Member of the Nova Scotia House of Assembly for Pictou East
- In office June 13, 2006 – October 8, 2013
- Preceded by: Jim DeWolfe
- Succeeded by: Tim Houston

Personal details
- Born: 1945 or 1946 (age 79–80)
- Party: NDP

= Clarrie MacKinnon =

Canadian politician

Clarence "Clarrie" MacKinnon is a former Canadian politician, who represented the constituency of Pictou East in the Nova Scotia House of Assembly from 2006 to 2013. He was a member of the Nova Scotia New Democratic Party.

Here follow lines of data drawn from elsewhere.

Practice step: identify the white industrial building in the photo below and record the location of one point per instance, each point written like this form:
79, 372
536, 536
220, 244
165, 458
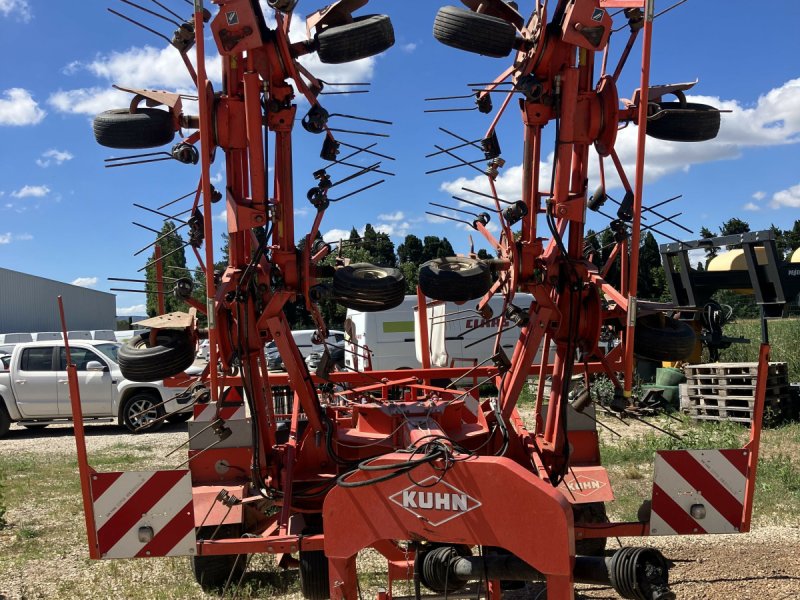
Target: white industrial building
29, 303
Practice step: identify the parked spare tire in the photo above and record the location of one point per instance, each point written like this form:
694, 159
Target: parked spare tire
455, 278
172, 353
369, 288
366, 36
474, 32
662, 338
146, 128
686, 122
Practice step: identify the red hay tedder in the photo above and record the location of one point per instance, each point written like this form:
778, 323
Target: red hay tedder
456, 491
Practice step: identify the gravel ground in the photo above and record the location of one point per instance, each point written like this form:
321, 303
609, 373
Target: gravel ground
763, 565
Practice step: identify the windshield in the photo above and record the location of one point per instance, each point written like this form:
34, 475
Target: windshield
109, 350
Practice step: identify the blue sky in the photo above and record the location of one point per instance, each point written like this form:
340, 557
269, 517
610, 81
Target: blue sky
67, 218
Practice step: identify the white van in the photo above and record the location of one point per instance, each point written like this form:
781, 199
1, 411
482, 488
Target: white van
389, 335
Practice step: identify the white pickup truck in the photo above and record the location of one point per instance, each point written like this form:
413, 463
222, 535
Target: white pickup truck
34, 391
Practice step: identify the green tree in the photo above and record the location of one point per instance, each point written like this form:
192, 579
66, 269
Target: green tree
174, 266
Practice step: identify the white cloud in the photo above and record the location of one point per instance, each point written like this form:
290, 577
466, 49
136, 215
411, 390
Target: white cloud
18, 9
137, 309
54, 156
789, 197
18, 108
31, 191
85, 281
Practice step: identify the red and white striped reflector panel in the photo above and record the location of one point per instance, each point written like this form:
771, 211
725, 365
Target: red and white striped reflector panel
698, 491
140, 514
208, 412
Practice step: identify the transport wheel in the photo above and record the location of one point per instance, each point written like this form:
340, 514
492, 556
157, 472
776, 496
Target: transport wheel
213, 572
146, 128
662, 338
365, 36
314, 584
5, 420
695, 123
172, 354
138, 410
362, 286
455, 278
594, 512
474, 32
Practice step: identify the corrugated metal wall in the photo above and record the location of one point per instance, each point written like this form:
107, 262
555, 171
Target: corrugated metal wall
29, 303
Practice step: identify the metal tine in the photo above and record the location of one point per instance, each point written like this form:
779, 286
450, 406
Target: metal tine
145, 27
358, 191
165, 215
369, 120
369, 133
150, 264
485, 195
166, 235
452, 148
446, 217
368, 151
177, 200
150, 12
466, 212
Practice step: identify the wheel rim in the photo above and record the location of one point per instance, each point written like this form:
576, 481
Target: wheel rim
142, 413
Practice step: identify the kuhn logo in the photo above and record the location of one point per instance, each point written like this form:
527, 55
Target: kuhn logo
435, 502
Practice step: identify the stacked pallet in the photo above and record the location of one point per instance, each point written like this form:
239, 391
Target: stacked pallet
726, 392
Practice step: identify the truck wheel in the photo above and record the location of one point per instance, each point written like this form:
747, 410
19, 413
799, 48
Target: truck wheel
693, 123
314, 582
661, 338
366, 36
138, 410
366, 287
474, 32
146, 128
213, 572
172, 354
5, 420
454, 278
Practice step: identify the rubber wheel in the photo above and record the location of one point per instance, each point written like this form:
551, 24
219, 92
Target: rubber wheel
695, 123
136, 404
172, 354
366, 36
594, 512
365, 287
146, 128
213, 572
5, 420
179, 418
474, 32
314, 582
455, 278
663, 338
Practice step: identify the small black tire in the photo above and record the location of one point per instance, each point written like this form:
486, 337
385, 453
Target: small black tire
474, 32
366, 36
213, 572
146, 128
179, 418
593, 512
5, 420
661, 338
366, 287
690, 123
455, 278
133, 417
314, 575
172, 354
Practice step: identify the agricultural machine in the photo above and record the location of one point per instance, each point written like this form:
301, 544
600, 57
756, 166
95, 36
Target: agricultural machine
459, 494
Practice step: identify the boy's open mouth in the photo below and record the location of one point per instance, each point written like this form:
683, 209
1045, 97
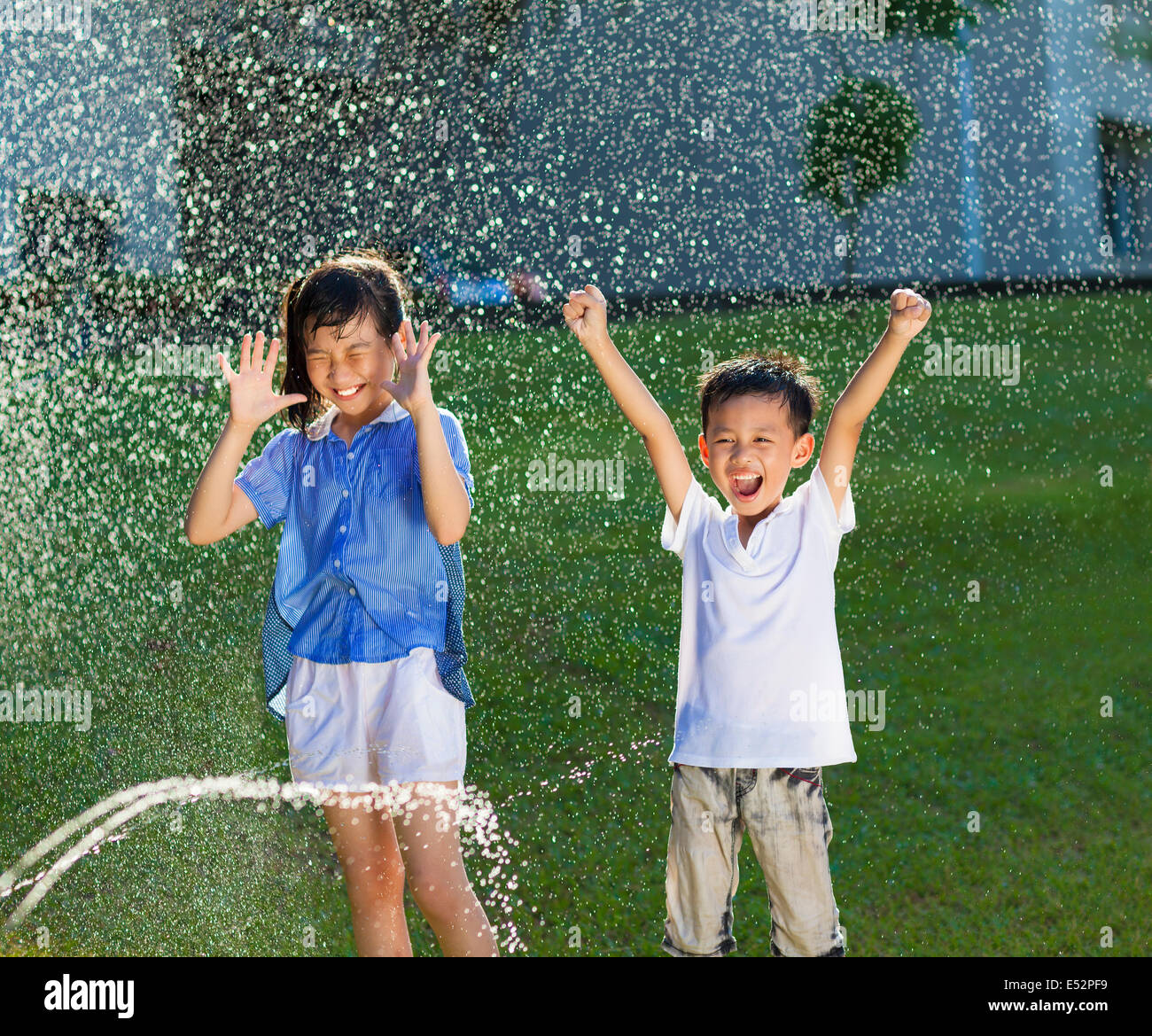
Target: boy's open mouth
745, 484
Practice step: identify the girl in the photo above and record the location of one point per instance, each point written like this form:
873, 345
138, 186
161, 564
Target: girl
375, 495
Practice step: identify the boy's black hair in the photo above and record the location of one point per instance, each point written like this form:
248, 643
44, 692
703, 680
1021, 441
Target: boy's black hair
773, 373
354, 284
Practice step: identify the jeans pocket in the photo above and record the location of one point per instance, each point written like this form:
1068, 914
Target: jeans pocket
807, 775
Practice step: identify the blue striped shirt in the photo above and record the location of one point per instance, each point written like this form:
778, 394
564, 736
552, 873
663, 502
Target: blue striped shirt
360, 576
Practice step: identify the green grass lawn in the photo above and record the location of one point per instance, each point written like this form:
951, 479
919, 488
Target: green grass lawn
991, 706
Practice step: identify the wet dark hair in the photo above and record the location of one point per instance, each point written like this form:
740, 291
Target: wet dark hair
340, 291
775, 375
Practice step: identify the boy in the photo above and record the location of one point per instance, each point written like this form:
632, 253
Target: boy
759, 659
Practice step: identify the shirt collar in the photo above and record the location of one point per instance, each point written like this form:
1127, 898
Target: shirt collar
730, 532
321, 428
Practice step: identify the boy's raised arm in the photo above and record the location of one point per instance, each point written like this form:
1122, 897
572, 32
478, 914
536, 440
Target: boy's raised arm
907, 317
586, 314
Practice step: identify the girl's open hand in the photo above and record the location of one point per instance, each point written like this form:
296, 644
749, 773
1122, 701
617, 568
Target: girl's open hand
909, 314
413, 388
587, 314
252, 399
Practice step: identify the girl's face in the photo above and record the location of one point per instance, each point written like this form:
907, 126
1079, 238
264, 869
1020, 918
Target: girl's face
350, 369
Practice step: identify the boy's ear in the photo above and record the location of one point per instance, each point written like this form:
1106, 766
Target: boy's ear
803, 449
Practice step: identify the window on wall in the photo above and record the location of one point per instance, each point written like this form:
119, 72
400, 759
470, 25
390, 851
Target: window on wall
1129, 27
1125, 183
66, 235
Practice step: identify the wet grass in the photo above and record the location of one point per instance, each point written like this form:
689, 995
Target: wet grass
993, 706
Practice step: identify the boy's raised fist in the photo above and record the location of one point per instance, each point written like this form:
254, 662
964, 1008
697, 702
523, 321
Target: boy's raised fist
909, 314
587, 314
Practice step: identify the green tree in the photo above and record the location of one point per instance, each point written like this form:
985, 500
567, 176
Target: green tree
860, 141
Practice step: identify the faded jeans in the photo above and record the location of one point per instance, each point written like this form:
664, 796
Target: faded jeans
787, 821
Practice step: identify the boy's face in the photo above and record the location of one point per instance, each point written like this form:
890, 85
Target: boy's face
750, 449
349, 370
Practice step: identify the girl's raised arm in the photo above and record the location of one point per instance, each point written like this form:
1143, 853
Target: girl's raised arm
218, 506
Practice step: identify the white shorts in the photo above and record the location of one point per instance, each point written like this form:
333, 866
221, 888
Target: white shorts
364, 724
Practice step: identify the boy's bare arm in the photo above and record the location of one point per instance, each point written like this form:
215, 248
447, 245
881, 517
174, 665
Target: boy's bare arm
907, 317
586, 314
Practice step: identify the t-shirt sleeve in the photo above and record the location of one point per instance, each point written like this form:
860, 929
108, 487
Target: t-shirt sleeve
454, 436
266, 479
821, 513
674, 536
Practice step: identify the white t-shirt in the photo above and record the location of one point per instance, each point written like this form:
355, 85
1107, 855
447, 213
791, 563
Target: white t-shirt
760, 682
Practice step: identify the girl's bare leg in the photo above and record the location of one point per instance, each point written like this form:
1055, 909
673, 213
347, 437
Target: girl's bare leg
427, 831
365, 843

MacKinnon has a Bachelor of Arts in political science from Mount Saint Vincent University, and a Master of Marine Management from Dalhousie University. He has started part-time work on a PhD from the University of Cardiff in Wales, UK in Earth, Oceans and Planetary Science. MacKinnon has been employed in news media, public relations, and in the fishing industry. He has been a roughneck, worked on a woods crew and sold shoes and mobile homes.

The 2006 provincial election was MacKinnon's first successful run for provincial office. In a very close race, he won the seat with 36.73% of the vote, defeating his nearest opponent by 107 votes.

Prior to June 2009, MacKinnon was the New Democratic Caucus' critic for Economic Development.